3. Number of Experts Used to Establish Ground Truth for the Test Set and Qualifications

The document does not mention the use of experts to establish ground truth in the context of interpreting the in vivo clinical validation results, nor does it specify the number or qualifications of clinicians involved in the study itself. For pulse oximetry, "ground truth" for SpO2 is typically established through co-oximetry of arterial blood samples, rather than expert interpretation of images or other subjective data. Similarly, pulse rate ground truth would be from a reference ECG or direct physiological measurement.

4. Adjudication Method for the Test Set

The document does not describe an adjudication method as typically understood for studies involving expert consensus (e.g., 2+1, 3+1). This type of adjudication is usually relevant for subjective interpretations (like medical imaging), which is not the primary focus of validating a pulse oximeter sensor. For objective measurements like SpO2 and pulse rate, the comparison would be between the device's readings and a gold standard measurement technique.

5. If a Multi Reader Multi Case (MRMC) Comparative Effectiveness Study Was Done

No, a Multi Reader Multi Case (MRMC) comparative effectiveness study was not done. MRMC studies are typically used for diagnostic devices that rely on human interpretation of information (e.g., radiologists reading images). The validation for a pulse oximeter sensor focuses on its objective measurement accuracy against a reference standard, not on how human readers interpret its output or how it assists human decision-making. Therefore, there is no mention of an effect size for human readers improving with or without AI assistance.

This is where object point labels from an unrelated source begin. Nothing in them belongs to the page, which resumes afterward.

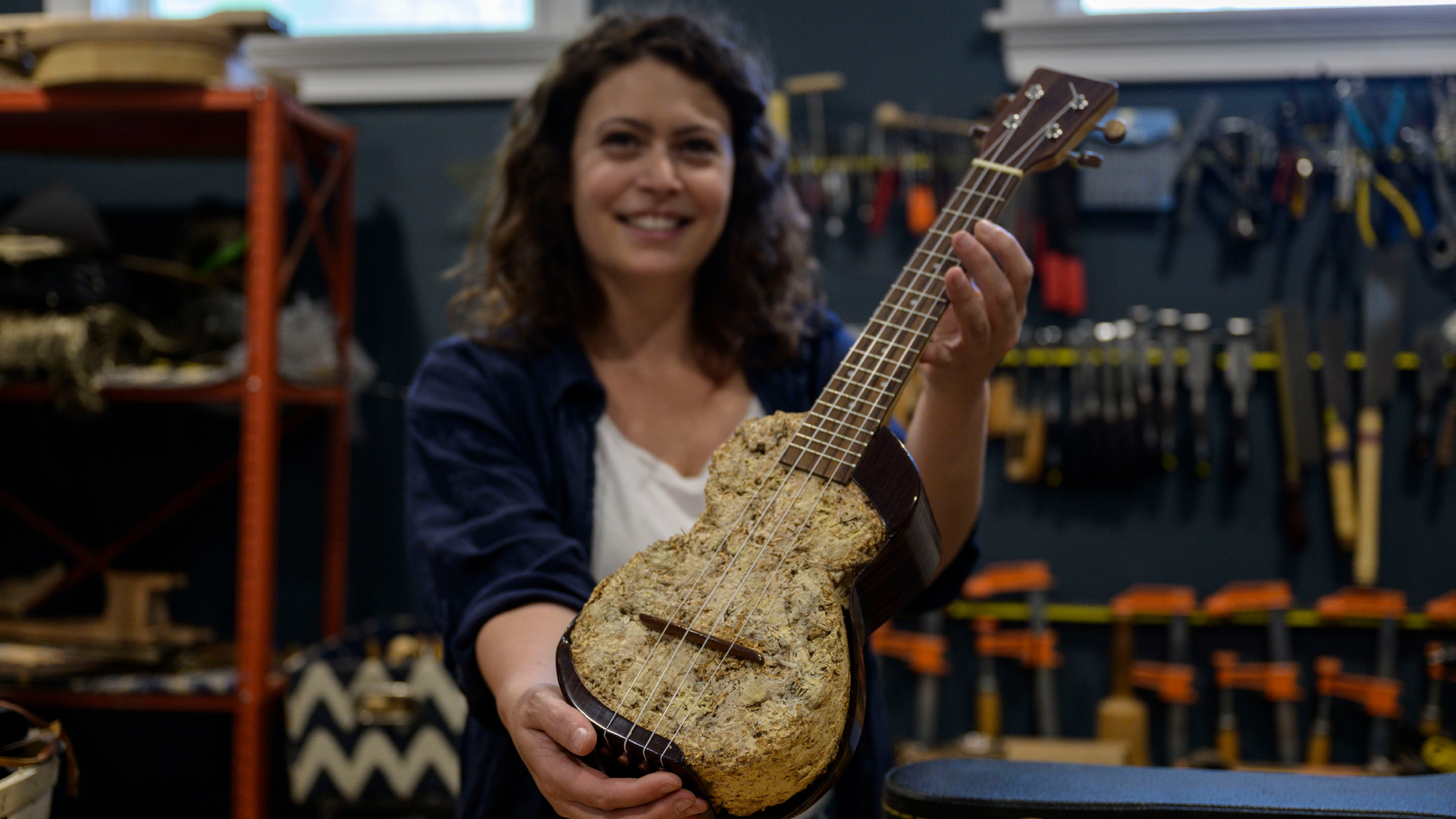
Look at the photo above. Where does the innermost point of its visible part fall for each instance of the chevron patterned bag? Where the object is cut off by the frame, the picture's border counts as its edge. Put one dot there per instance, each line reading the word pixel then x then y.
pixel 373 716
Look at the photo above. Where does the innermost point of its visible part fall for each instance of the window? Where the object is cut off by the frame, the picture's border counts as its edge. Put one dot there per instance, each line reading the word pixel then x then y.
pixel 366 52
pixel 1226 39
pixel 313 18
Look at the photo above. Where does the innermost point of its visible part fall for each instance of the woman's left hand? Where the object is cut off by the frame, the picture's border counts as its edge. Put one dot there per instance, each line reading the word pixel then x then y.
pixel 987 295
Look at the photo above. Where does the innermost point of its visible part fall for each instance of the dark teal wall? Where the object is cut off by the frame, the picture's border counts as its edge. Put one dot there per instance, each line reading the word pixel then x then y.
pixel 928 55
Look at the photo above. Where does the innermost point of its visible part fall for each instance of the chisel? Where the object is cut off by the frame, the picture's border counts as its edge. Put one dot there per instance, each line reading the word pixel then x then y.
pixel 1110 449
pixel 1128 439
pixel 1296 407
pixel 1142 341
pixel 1238 376
pixel 1383 306
pixel 1168 324
pixel 1049 337
pixel 1430 381
pixel 1335 379
pixel 1197 376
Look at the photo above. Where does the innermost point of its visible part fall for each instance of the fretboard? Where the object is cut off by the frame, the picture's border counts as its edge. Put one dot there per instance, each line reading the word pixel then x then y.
pixel 856 401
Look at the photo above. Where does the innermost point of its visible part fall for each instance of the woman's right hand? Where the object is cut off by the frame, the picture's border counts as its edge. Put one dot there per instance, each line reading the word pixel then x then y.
pixel 552 736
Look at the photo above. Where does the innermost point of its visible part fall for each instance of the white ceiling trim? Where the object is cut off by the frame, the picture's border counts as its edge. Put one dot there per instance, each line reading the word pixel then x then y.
pixel 1226 46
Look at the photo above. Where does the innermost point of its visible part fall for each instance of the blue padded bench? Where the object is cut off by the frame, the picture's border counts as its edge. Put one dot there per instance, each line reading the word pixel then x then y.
pixel 995 789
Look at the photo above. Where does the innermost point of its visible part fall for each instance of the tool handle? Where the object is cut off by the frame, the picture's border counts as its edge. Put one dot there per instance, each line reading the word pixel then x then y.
pixel 1239 442
pixel 1424 430
pixel 987 713
pixel 1341 482
pixel 1201 450
pixel 1446 439
pixel 1228 744
pixel 1367 457
pixel 1318 749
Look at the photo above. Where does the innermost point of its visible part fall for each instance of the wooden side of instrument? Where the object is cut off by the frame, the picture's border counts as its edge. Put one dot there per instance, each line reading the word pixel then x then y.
pixel 912 553
pixel 905 566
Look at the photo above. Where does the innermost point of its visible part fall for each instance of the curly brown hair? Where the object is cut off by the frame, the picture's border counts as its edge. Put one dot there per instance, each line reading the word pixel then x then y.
pixel 526 280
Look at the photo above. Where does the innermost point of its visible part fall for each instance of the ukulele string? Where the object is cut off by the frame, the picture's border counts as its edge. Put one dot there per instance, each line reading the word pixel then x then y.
pixel 984 199
pixel 647 661
pixel 682 640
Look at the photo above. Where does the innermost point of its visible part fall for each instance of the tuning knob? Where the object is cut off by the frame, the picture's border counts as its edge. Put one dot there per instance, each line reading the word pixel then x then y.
pixel 1112 131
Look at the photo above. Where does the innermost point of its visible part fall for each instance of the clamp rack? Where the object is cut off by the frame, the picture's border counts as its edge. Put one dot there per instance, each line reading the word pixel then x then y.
pixel 1171 681
pixel 1381 692
pixel 1034 646
pixel 1277 679
pixel 274 133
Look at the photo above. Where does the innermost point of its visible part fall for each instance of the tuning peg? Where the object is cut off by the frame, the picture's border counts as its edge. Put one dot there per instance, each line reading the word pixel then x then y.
pixel 1112 131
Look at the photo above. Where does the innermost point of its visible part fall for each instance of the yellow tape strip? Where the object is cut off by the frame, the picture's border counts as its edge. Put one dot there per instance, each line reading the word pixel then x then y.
pixel 999 168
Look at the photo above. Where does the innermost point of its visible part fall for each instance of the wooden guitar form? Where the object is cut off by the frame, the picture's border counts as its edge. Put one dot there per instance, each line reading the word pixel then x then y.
pixel 733 654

6. If a Standalone (i.e., Algorithm Only Without Human-in-the-Loop Performance) Was Done

Yes, the in vivo clinical validation described is essentially a standalone performance assessment. The study investigates the performance of the reprocessed sensors themselves, measuring their capability to accurately determine SpO2 and pulse rate. While a human would be monitoring the oximeter, the "performance" being evaluated is that of the sensor (the device), not a human's interpretation of its output in a clinical scenario or an AI algorithm's contribution to that interpretation. The reprocessed sensor itself is the "algorithm only" device being tested in this context.

7. The Type of Ground Truth Used

For pulse oximeter sensors, the most common "gold standard" or ground truth for oxygen saturation (SpO2) in clinical validation is:

• Co-oximetry of arterial blood samples. This involves drawing arterial blood and analyzing it with a co-oximeter to precisely measure the arterial oxygen saturation (SaO2). The SpO2 readings from the pulse oximeter are then compared to these SaO2 values.
• For pulse rate, the ground truth would typically be derived from a simultaneously measured electrocardiogram (ECG) or another highly accurate physiological monitor.

The document states "an in vivo clinical validation" but does not explicitly detail the specific gold standard or ground truth methods used (e.g., co-oximetry). However, based on standard practices for pulse oximeter validation, these are the expected ground truth methodologies.

8. The Sample Size for the Training Set

The document does not mention or describe a "training set." This is expected because the reprocessed pulse oximeter sensors are not an AI/machine learning device that requires a training phase. Their function is based on established optical principles, and the validation aims to confirm that the reprocessing does not compromise these principles or the sensor's performance.

9. How the Ground Truth for the Training Set Was Established

As no training set is mentioned or applicable to this type of device, this question is not relevant to the information provided in the document.